Showing $\{a+b\sqrt{2} \in R$ | $a$ is divisible by $2\}$ is an ideal.
Solution 1:
Below is a simple ideal test that applies to your modules $\ R = [2,\sqrt{2}] = 2\,\Bbb Z + \!\sqrt{2}\,\Bbb Z\ $ and $\ J = [3,\sqrt{2}] = 3\,\Bbb Z +\! \sqrt{2}\,\Bbb Z\ $
Theorem $ $ If the module $\rm\:M = [a,b\!+\!\sqrt{d}] = a\,\Bbb Z + (b\!+\!\sqrt{d})\,\Bbb Z\:$ is an ideal of$\,\Bbb Z[\sqrt d]\,$ then it must contain the norm $\rm\: N(b\!+\!\sqrt{d}) = (b\!+\!\sqrt{d})(b\!-\!\sqrt{d}) = b^2\!-\!d,\: $ so $\rm\ a\mid b^2\!-\!d.\:$ This necessary condition is also sufficient, as we prove below.
The module $\rm\:M = [a,b\!+\!\sqrt{d}]\:$ is an ideal of $\rm\,R = \Bbb Z[\sqrt{d}]\!\iff\! M\,$ is closed under multiplication by elements of $\rm\,R\!\iff\!$ $\rm\sqrt{d}\ M \subseteq M\!\iff a\sqrt{d},\, (b\!+\!\sqrt{d})\sqrt{d} \in M.\:$ The first membership is clear since $\rm\:a\sqrt{d}\, =\, a(b\!+\!\sqrt{d})-ab\in M.\:$ For the second membership
$$\begin{eqnarray}\rm -\sqrt{d}\,(b\!+\!\sqrt{d}) &=\,&\rm (b\!-\!\sqrt{d})(b\!+\!\sqrt{d})-b(b\!+\!\sqrt{d})\\ &= &\rm\ b^2-d\, -\,b(b\!+\!\sqrt{d})\end{eqnarray}$$
The prior is in $\rm\ M = [a,b\!+\!\sqrt{d}]\iff a\mid b^2\!-\!d = N(b\!+\!\sqrt{d}),\:$ where $\rm\:N := $ norm.

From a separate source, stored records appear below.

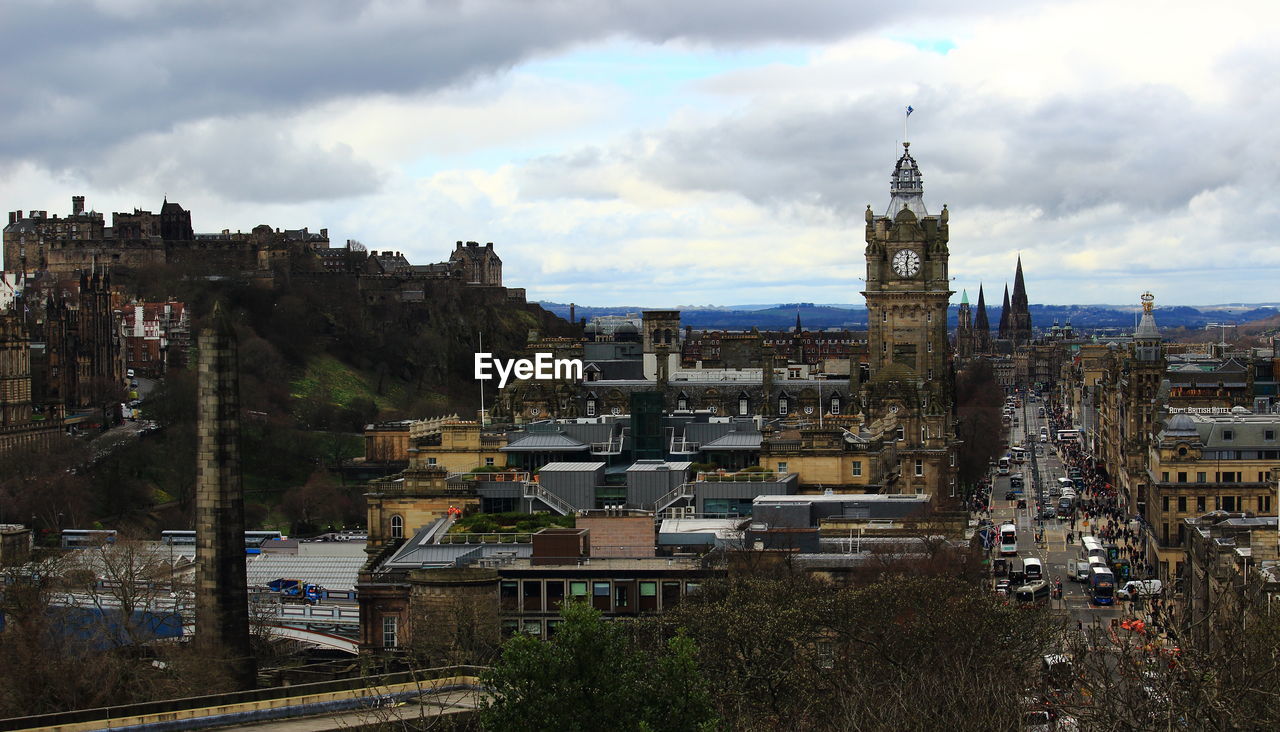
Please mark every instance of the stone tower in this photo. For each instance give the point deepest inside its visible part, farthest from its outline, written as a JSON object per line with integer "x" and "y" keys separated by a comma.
{"x": 222, "y": 595}
{"x": 910, "y": 385}
{"x": 1019, "y": 314}
{"x": 1004, "y": 318}
{"x": 964, "y": 328}
{"x": 981, "y": 325}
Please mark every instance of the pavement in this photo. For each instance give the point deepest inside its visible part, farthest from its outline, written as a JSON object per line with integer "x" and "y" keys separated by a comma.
{"x": 1041, "y": 471}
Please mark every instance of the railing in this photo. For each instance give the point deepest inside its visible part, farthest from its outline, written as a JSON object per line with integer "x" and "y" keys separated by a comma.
{"x": 752, "y": 476}
{"x": 552, "y": 501}
{"x": 504, "y": 476}
{"x": 496, "y": 538}
{"x": 684, "y": 490}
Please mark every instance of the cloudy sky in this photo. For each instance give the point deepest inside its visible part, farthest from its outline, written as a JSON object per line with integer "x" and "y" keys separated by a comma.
{"x": 671, "y": 152}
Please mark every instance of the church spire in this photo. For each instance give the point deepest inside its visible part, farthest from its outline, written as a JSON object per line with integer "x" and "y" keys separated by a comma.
{"x": 906, "y": 186}
{"x": 1019, "y": 301}
{"x": 1004, "y": 316}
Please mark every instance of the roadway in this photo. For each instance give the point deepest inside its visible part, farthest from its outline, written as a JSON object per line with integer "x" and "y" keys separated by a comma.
{"x": 1041, "y": 470}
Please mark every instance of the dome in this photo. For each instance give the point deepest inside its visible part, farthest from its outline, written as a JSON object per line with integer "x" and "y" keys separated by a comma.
{"x": 1180, "y": 425}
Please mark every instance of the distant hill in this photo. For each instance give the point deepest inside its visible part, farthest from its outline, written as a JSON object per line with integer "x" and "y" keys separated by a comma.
{"x": 782, "y": 316}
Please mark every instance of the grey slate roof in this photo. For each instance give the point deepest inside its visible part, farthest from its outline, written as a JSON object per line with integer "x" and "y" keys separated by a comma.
{"x": 329, "y": 572}
{"x": 735, "y": 442}
{"x": 544, "y": 442}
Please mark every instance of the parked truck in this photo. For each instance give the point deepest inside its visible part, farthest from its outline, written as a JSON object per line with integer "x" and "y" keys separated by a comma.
{"x": 296, "y": 590}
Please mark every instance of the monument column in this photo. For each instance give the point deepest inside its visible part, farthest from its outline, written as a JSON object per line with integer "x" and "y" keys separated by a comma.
{"x": 222, "y": 593}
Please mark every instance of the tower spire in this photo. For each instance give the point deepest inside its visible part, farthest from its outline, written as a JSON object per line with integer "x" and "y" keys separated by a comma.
{"x": 906, "y": 186}
{"x": 1004, "y": 316}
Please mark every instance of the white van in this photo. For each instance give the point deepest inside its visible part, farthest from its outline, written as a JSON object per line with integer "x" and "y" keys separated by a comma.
{"x": 1139, "y": 589}
{"x": 1033, "y": 568}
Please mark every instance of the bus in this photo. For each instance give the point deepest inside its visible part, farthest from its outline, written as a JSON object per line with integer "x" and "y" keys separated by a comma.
{"x": 1091, "y": 548}
{"x": 85, "y": 538}
{"x": 252, "y": 539}
{"x": 1008, "y": 540}
{"x": 1102, "y": 585}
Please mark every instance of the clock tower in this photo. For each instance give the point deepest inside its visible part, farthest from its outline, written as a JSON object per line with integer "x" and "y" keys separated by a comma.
{"x": 909, "y": 393}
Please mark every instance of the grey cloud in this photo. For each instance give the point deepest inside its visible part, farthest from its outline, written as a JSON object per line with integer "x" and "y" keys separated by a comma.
{"x": 81, "y": 76}
{"x": 246, "y": 160}
{"x": 1147, "y": 149}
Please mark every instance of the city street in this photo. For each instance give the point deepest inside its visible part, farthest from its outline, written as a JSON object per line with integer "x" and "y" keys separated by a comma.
{"x": 1042, "y": 469}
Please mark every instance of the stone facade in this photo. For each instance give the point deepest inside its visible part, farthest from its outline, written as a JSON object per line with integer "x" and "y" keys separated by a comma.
{"x": 222, "y": 595}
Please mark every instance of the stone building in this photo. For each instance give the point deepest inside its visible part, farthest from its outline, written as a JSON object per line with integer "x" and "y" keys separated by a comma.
{"x": 1226, "y": 558}
{"x": 476, "y": 264}
{"x": 1200, "y": 463}
{"x": 910, "y": 390}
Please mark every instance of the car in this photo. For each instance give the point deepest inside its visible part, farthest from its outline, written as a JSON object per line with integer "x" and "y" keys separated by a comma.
{"x": 1139, "y": 589}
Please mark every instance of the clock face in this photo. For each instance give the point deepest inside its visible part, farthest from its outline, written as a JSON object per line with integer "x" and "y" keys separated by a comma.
{"x": 906, "y": 262}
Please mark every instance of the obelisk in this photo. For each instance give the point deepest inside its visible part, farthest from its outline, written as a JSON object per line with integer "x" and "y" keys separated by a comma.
{"x": 222, "y": 588}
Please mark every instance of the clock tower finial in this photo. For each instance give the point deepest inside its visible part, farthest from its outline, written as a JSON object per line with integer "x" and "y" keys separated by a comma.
{"x": 906, "y": 186}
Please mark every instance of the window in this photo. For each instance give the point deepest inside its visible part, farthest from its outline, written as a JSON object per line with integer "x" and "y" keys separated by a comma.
{"x": 648, "y": 596}
{"x": 533, "y": 596}
{"x": 600, "y": 596}
{"x": 554, "y": 595}
{"x": 508, "y": 595}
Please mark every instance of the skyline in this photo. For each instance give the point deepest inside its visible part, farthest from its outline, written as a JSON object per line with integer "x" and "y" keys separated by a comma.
{"x": 659, "y": 158}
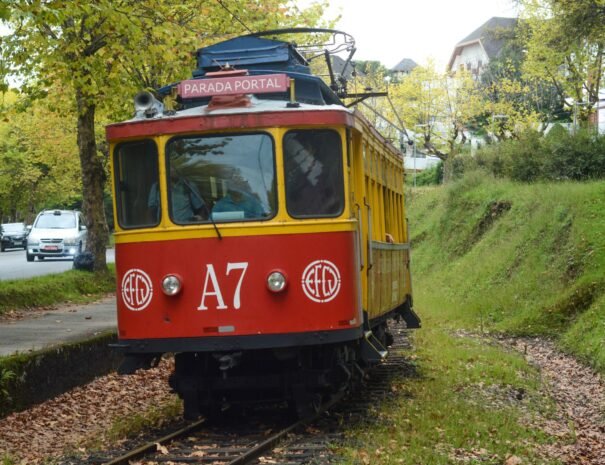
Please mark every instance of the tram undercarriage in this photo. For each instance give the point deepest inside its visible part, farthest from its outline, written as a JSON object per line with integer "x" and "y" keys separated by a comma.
{"x": 302, "y": 377}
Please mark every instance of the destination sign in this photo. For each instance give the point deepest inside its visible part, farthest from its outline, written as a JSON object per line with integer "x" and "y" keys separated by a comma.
{"x": 262, "y": 84}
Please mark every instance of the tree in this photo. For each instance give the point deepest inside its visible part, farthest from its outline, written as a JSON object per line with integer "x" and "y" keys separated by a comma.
{"x": 565, "y": 42}
{"x": 101, "y": 51}
{"x": 39, "y": 165}
{"x": 438, "y": 109}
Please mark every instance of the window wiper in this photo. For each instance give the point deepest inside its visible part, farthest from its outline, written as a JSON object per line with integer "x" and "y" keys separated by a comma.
{"x": 209, "y": 213}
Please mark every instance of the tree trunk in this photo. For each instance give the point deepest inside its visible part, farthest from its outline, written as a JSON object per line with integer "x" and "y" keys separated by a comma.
{"x": 93, "y": 182}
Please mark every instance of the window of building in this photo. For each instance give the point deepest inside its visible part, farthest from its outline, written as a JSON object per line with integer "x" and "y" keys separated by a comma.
{"x": 136, "y": 174}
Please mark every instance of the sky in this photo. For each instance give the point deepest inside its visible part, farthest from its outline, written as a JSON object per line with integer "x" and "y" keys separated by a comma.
{"x": 390, "y": 30}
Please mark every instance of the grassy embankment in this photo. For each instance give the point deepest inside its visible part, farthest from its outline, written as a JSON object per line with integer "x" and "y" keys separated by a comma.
{"x": 69, "y": 287}
{"x": 492, "y": 256}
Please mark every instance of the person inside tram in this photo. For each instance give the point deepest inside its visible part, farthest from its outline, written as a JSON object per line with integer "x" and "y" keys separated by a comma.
{"x": 240, "y": 200}
{"x": 187, "y": 204}
{"x": 313, "y": 176}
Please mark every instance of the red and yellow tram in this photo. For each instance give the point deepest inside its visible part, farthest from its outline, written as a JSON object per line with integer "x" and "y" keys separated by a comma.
{"x": 260, "y": 231}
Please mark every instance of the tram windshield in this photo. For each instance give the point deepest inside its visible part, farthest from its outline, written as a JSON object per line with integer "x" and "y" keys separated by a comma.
{"x": 314, "y": 175}
{"x": 221, "y": 178}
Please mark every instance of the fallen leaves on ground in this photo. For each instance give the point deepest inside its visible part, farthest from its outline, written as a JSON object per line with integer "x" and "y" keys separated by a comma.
{"x": 60, "y": 424}
{"x": 579, "y": 394}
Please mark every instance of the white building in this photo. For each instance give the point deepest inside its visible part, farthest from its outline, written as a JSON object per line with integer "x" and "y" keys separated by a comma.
{"x": 474, "y": 52}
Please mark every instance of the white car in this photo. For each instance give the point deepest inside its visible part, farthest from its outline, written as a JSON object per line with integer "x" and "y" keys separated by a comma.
{"x": 56, "y": 233}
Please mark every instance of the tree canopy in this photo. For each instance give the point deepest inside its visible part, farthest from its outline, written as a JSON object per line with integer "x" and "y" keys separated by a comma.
{"x": 99, "y": 53}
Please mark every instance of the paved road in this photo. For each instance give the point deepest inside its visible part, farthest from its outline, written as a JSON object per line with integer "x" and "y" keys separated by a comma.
{"x": 74, "y": 323}
{"x": 13, "y": 265}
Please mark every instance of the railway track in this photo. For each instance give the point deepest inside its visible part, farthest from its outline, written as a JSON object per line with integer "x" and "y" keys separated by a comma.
{"x": 266, "y": 436}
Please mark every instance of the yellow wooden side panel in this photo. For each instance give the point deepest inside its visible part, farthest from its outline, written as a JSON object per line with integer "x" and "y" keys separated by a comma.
{"x": 388, "y": 279}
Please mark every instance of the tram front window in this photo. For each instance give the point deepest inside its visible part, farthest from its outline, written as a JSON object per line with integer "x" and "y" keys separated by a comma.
{"x": 136, "y": 175}
{"x": 313, "y": 170}
{"x": 221, "y": 178}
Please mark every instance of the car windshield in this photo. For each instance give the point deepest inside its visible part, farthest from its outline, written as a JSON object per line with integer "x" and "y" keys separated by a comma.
{"x": 13, "y": 227}
{"x": 56, "y": 221}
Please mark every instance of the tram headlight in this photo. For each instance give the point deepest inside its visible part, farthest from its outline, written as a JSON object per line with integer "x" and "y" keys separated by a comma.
{"x": 276, "y": 281}
{"x": 171, "y": 284}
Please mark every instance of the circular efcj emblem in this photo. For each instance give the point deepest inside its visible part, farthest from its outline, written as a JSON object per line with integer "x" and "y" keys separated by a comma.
{"x": 321, "y": 281}
{"x": 137, "y": 289}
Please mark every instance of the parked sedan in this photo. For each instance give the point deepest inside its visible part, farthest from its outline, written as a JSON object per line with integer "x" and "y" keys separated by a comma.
{"x": 13, "y": 235}
{"x": 56, "y": 233}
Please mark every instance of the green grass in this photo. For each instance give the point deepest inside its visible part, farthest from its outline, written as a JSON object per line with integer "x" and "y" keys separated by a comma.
{"x": 133, "y": 425}
{"x": 491, "y": 256}
{"x": 537, "y": 268}
{"x": 471, "y": 401}
{"x": 70, "y": 287}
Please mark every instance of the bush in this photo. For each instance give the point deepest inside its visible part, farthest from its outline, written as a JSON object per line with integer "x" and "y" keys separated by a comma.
{"x": 558, "y": 156}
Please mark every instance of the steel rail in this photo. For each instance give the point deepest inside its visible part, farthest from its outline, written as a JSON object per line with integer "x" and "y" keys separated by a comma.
{"x": 152, "y": 446}
{"x": 254, "y": 452}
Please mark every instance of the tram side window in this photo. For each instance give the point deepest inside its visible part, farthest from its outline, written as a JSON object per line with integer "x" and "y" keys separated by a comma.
{"x": 136, "y": 175}
{"x": 221, "y": 178}
{"x": 314, "y": 173}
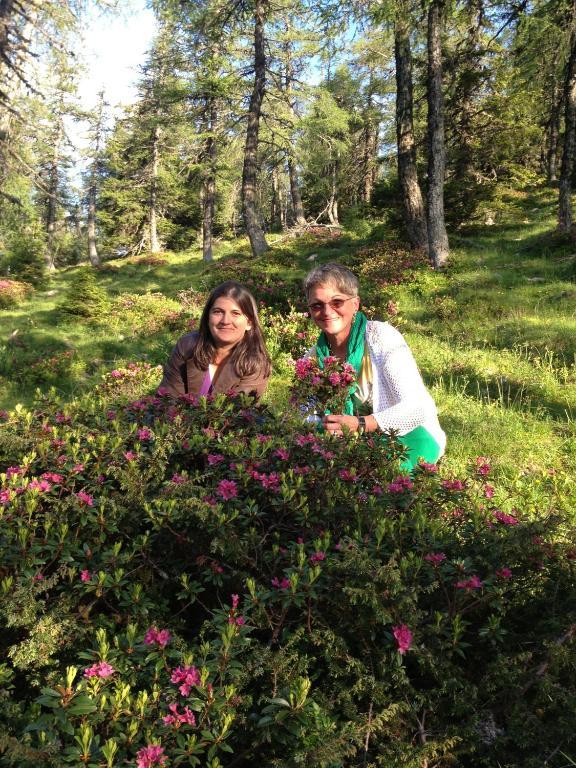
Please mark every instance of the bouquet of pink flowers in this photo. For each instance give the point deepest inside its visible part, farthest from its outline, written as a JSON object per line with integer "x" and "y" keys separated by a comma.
{"x": 316, "y": 390}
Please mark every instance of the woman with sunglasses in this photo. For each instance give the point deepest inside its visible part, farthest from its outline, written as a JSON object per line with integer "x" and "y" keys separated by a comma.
{"x": 390, "y": 393}
{"x": 226, "y": 355}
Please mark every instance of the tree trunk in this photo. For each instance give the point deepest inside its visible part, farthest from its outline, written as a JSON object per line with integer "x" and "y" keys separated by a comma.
{"x": 438, "y": 248}
{"x": 92, "y": 188}
{"x": 553, "y": 136}
{"x": 332, "y": 209}
{"x": 52, "y": 201}
{"x": 412, "y": 202}
{"x": 153, "y": 212}
{"x": 295, "y": 195}
{"x": 91, "y": 224}
{"x": 209, "y": 187}
{"x": 565, "y": 185}
{"x": 250, "y": 171}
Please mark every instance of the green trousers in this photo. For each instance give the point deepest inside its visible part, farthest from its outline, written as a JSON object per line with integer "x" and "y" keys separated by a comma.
{"x": 420, "y": 445}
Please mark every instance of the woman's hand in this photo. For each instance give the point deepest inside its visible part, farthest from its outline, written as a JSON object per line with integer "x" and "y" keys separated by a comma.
{"x": 338, "y": 423}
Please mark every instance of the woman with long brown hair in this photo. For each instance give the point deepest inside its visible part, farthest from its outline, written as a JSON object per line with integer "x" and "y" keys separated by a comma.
{"x": 226, "y": 355}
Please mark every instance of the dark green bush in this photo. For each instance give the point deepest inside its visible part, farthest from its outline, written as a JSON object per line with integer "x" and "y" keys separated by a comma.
{"x": 84, "y": 297}
{"x": 321, "y": 609}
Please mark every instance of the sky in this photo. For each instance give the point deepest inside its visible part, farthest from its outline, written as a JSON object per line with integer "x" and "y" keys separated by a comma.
{"x": 113, "y": 47}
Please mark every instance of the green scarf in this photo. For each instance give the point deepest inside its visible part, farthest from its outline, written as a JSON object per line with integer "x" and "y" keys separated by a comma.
{"x": 354, "y": 354}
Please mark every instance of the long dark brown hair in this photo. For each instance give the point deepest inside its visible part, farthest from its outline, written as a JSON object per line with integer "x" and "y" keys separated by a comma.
{"x": 249, "y": 356}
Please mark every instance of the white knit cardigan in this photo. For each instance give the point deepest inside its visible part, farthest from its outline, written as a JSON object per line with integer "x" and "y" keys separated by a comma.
{"x": 399, "y": 397}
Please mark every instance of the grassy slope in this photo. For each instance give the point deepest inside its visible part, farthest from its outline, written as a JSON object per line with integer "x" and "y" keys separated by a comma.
{"x": 495, "y": 337}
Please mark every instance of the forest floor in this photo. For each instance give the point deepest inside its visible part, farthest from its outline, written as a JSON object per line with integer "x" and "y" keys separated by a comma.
{"x": 495, "y": 335}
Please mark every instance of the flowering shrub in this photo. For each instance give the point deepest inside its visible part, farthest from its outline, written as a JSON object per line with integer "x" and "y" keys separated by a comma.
{"x": 202, "y": 583}
{"x": 13, "y": 292}
{"x": 144, "y": 314}
{"x": 327, "y": 389}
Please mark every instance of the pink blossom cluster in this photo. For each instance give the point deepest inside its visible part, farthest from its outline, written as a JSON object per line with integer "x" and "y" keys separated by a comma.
{"x": 178, "y": 718}
{"x": 155, "y": 636}
{"x": 269, "y": 482}
{"x": 52, "y": 477}
{"x": 185, "y": 677}
{"x": 472, "y": 583}
{"x": 482, "y": 465}
{"x": 151, "y": 756}
{"x": 227, "y": 489}
{"x": 400, "y": 484}
{"x": 453, "y": 485}
{"x": 505, "y": 519}
{"x": 403, "y": 637}
{"x": 42, "y": 486}
{"x": 435, "y": 557}
{"x": 101, "y": 669}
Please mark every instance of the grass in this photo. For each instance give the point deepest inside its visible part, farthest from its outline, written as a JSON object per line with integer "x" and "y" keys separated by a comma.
{"x": 495, "y": 336}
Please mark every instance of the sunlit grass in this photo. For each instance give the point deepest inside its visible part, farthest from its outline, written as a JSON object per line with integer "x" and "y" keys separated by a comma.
{"x": 495, "y": 336}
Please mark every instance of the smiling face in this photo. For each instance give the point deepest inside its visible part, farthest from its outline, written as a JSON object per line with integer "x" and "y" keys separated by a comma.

Remark $ $ This generalizes to an ideal test for a module $\rm\,[a,b\!+\!c\,\omega]\,$ in the ring of integers of a quadratic number field, e.g. see section 2.3 in Franz Lemmermeyer's (Ideals in Quadratic Number Fields).
This is a special case of module normal forms that generalize to higher degree number fields, e.g. see the discussion on Hermite and Smith normal forms in Henri Cohen's $ $ A Course in Computational Number Theory. Such normal forms greatly simplify membership tests.